ATime-Consistent Benchmark for Repository-Level Software Engineering Evaluation
arXiv:2603.26137v1
Type: cross
Abstract
The evaluation of repository-aware software engineering systems faces several challenges, including synthetic task design, prompt leakage, and temporal contamination between repository knowledge and future code changes. To address these issues, we introduce a time-consistent benchmark methodology that captures a snapshot of a repository at time T0. This methodology constructs repository-derived code knowledge using only artifacts available before T0 and evaluates engineering tasks derived from pull requests merged in the future interval (T0, T1].
Methodology Overview
Each historical pull request is transformed into a natural-language task through a large language model (LLM)-assisted prompt-generation pipeline. The benchmark is formalized as a matched A/B comparison in which the same software engineering agent is evaluated both with and without repository-derived code knowledge while keeping all other variables constant. This approach ensures that the effects of repository knowledge can be accurately measured.
Results and Analysis
We conducted a baseline characterization study on two prominent open-source repositories, DragonFly and React. This study involved the application of three Claude-family models across four different prompt granularities. The results indicate a consistent improvement in file-level F1 scores as prompt granularity increases:
- DragonFly: Achieved a maximum F1 score of 0.8081 with the strongest tested model.
- React: Reached an F1 score of 0.8078 with the same model.
These findings suggest that the construction of prompts plays a crucial role as a benchmark variable, significantly impacting the evaluation outcomes.
Key Insights
The benchmark methodology emphasizes two core aspects that are essential for valid repository-aware software engineering evaluations:
- Temporal Consistency: Ensuring that the evaluation of repository knowledge is conducted in a manner that accurately reflects its relevance to future code changes.
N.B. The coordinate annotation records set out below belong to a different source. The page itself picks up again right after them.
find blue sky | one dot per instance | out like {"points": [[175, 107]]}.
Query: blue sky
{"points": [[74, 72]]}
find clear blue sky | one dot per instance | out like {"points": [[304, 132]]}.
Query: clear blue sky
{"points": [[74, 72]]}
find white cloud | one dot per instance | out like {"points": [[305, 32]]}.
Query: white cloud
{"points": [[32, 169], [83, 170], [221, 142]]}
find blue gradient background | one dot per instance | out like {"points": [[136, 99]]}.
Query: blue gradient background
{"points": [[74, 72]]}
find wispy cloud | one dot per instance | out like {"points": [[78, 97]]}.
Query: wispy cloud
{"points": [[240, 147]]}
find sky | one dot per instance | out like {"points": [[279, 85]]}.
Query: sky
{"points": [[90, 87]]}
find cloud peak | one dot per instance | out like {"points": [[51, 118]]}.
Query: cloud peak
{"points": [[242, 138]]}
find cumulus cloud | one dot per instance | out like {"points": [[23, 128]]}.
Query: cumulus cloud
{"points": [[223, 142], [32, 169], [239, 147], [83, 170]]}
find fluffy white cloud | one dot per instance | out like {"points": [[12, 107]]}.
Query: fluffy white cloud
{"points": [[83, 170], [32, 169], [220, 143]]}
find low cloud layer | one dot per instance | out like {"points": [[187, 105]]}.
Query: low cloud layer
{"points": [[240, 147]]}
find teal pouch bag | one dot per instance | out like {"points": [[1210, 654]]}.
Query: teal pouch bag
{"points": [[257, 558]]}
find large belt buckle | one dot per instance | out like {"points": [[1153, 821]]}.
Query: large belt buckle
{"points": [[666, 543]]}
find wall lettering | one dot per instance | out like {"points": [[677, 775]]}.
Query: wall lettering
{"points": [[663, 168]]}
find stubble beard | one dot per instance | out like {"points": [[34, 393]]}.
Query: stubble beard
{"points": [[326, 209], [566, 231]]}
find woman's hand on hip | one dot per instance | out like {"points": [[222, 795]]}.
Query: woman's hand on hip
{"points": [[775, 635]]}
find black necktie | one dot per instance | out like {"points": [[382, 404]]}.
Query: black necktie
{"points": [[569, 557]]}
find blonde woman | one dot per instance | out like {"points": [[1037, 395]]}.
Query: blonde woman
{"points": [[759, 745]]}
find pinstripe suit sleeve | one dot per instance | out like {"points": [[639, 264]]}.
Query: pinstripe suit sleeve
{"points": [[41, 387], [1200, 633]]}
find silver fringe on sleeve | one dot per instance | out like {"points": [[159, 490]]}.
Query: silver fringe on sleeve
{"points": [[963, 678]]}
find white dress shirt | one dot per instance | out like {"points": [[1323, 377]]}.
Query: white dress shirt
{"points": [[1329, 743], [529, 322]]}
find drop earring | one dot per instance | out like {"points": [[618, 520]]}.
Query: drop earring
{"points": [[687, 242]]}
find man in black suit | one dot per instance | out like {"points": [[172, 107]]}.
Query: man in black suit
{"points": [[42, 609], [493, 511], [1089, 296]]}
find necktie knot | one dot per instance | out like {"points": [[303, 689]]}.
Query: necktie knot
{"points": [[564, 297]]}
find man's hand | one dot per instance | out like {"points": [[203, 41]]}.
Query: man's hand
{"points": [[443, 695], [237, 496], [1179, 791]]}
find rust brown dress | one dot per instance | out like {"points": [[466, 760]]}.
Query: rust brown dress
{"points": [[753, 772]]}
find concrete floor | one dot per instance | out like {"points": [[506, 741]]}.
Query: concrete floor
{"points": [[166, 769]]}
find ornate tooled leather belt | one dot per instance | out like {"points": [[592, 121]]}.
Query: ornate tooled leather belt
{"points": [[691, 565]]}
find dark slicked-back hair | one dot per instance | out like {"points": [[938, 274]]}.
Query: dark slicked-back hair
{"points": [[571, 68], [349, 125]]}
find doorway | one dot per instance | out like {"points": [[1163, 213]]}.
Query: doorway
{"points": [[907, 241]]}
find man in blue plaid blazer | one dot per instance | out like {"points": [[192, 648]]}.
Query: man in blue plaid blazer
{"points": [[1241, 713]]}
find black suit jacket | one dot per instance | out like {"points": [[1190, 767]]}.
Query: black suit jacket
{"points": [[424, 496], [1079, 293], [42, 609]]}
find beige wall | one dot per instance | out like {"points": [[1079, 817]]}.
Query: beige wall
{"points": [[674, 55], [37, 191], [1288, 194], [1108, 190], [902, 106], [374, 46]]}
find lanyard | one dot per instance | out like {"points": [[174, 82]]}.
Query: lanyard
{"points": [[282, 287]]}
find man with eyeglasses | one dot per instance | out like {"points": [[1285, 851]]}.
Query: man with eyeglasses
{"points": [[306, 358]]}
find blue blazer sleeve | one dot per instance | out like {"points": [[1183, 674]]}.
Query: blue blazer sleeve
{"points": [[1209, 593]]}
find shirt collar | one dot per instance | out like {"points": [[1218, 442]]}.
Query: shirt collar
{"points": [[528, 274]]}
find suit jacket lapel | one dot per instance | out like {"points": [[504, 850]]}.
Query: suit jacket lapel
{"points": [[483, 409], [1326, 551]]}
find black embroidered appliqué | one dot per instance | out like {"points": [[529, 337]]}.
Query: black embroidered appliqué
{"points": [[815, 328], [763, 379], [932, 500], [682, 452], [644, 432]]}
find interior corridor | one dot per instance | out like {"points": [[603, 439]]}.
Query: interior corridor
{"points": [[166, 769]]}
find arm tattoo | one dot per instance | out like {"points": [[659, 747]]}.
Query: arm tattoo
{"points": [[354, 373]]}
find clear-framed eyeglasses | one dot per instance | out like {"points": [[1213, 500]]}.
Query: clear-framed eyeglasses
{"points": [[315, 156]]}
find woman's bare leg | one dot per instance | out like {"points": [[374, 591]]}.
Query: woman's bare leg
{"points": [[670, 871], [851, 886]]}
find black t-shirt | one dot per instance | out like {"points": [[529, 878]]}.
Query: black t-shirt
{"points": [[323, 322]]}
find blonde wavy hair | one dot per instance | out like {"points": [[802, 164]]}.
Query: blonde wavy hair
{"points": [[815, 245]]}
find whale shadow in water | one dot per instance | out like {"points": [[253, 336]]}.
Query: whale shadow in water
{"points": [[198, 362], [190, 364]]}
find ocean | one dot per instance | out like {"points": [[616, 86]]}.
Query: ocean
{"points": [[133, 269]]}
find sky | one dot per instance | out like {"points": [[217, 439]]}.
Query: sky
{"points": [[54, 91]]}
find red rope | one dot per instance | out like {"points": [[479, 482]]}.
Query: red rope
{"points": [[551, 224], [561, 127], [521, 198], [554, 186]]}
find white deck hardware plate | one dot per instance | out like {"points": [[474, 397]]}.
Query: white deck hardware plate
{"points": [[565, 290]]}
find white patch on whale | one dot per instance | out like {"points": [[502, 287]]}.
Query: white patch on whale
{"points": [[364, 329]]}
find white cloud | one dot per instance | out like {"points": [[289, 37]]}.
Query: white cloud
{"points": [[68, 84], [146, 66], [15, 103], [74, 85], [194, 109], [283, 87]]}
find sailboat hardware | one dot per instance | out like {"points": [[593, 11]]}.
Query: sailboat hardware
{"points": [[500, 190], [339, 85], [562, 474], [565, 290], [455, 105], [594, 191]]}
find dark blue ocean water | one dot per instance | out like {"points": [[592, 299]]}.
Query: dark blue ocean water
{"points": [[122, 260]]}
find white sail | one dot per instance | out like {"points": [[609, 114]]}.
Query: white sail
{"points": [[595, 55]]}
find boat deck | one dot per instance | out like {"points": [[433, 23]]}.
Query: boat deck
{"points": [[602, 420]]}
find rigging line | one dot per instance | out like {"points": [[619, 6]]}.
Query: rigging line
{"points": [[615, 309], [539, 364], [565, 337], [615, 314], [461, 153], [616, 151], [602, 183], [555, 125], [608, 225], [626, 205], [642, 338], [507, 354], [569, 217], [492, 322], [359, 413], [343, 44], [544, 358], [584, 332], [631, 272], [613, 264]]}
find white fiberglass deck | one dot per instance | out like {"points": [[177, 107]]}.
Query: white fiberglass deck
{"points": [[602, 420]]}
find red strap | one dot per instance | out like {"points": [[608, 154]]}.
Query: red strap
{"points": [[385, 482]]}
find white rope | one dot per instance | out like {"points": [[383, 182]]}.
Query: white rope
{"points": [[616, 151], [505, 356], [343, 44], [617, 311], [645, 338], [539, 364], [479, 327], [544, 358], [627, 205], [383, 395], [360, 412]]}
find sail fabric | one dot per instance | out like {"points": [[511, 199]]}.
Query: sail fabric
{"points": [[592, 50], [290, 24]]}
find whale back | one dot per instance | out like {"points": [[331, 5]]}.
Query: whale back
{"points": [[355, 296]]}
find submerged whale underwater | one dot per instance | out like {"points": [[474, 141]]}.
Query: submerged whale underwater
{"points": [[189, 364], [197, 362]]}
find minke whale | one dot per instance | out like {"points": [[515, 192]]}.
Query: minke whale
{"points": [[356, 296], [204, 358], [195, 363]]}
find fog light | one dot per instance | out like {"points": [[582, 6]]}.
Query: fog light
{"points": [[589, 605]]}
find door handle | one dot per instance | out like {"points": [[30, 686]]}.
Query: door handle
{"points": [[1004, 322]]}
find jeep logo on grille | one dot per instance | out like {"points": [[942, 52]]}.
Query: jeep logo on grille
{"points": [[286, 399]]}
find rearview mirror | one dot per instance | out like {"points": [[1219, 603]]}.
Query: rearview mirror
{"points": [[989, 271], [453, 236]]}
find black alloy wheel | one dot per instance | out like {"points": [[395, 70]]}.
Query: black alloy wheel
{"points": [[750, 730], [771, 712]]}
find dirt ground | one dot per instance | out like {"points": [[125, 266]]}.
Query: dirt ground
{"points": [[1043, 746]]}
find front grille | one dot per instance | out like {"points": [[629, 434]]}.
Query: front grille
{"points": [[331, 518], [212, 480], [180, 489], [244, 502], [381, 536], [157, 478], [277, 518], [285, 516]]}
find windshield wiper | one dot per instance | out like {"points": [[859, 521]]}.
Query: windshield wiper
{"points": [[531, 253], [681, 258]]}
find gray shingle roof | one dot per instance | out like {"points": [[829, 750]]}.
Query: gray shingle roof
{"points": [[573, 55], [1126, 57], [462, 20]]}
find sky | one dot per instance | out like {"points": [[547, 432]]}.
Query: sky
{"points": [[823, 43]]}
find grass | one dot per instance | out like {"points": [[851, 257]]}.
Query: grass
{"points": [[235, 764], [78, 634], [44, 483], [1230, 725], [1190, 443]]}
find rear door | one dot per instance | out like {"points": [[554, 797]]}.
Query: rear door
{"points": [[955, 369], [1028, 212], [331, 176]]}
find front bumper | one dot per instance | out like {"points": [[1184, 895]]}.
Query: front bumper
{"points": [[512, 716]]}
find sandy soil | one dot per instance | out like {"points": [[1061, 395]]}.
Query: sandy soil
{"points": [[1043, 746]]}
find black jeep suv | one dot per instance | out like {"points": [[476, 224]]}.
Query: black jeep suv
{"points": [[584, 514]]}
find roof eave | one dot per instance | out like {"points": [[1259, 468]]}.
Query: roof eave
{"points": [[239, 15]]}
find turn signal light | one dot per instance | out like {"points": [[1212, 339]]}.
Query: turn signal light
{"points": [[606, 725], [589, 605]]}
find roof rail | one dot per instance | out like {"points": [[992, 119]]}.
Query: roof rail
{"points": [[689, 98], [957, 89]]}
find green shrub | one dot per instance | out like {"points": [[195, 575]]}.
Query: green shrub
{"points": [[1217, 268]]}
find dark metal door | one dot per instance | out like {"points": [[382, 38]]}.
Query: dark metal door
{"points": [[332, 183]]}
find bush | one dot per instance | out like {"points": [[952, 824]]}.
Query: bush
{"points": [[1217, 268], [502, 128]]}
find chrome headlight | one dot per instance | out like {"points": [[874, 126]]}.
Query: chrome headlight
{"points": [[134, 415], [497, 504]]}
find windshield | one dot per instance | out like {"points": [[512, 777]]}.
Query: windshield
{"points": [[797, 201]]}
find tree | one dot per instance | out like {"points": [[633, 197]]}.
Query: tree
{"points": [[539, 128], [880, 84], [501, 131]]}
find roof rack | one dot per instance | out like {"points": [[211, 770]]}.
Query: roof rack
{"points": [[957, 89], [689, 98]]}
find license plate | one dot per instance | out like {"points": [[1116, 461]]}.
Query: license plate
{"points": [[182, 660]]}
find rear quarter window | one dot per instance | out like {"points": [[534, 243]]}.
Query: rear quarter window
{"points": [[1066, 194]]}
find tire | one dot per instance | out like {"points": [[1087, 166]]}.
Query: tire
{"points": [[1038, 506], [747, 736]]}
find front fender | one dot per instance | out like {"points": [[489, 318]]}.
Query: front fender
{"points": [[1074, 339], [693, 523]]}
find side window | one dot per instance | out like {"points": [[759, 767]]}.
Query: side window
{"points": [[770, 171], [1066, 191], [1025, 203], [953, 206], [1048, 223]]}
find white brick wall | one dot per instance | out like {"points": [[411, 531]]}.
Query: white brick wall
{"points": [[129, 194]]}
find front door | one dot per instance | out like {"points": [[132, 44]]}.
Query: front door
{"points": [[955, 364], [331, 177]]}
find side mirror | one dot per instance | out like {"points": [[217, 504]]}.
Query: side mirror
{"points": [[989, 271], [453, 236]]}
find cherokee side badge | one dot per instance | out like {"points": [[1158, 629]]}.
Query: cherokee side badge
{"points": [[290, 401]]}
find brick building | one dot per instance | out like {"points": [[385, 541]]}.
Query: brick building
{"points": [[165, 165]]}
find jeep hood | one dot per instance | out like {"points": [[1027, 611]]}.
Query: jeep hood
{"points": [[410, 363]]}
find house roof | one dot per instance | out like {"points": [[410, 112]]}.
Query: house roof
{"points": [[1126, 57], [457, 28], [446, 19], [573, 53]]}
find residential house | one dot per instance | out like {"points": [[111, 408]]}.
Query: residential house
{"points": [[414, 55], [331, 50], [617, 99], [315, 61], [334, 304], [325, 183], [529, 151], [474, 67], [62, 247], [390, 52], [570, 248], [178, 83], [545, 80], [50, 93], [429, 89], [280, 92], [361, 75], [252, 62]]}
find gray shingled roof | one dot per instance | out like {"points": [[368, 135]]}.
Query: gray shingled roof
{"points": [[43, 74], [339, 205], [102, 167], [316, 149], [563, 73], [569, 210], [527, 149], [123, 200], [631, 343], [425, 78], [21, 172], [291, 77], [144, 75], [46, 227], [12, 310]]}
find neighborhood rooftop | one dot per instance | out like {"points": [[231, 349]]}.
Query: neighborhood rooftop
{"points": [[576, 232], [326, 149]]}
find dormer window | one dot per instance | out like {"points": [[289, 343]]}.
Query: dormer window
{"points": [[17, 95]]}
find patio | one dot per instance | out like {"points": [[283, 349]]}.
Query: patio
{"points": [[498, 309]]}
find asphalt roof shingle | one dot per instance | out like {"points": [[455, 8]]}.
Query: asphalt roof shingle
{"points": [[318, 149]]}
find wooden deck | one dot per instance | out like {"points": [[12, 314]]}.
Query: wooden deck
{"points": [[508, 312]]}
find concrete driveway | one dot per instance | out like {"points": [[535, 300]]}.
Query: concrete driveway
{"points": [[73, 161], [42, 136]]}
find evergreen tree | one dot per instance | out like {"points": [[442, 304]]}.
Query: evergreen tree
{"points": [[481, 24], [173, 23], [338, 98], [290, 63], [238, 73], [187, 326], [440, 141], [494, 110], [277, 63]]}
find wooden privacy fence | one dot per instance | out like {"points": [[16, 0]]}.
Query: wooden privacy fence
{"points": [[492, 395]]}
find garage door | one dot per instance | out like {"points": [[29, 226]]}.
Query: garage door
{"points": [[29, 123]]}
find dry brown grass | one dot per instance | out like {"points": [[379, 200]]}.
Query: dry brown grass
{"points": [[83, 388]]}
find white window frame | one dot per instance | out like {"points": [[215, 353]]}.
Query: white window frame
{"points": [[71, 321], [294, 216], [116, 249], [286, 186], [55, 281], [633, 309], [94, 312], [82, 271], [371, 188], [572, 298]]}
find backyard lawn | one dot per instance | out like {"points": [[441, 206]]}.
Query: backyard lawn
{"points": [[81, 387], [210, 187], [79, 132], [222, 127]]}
- Prompt Control: Demonstrating that the design and formulation of prompts are critical factors in determining the performance of software engineering agents.
Conclusion
This time-consistent benchmark serves as a significant advancement in the evaluation of repository-aware software engineering systems. By addressing the challenges of temporal contamination and prompt leakage, our methodology provides a robust framework for assessing the efficacy of these systems. The results from our study underscore the importance of prompt construction and set a foundation for further research in this area.
As the field of software engineering continues to evolve, leveraging benchmarks that uphold temporal integrity and prompt precision will be essential in fostering more reliable and effective repository-aware systems.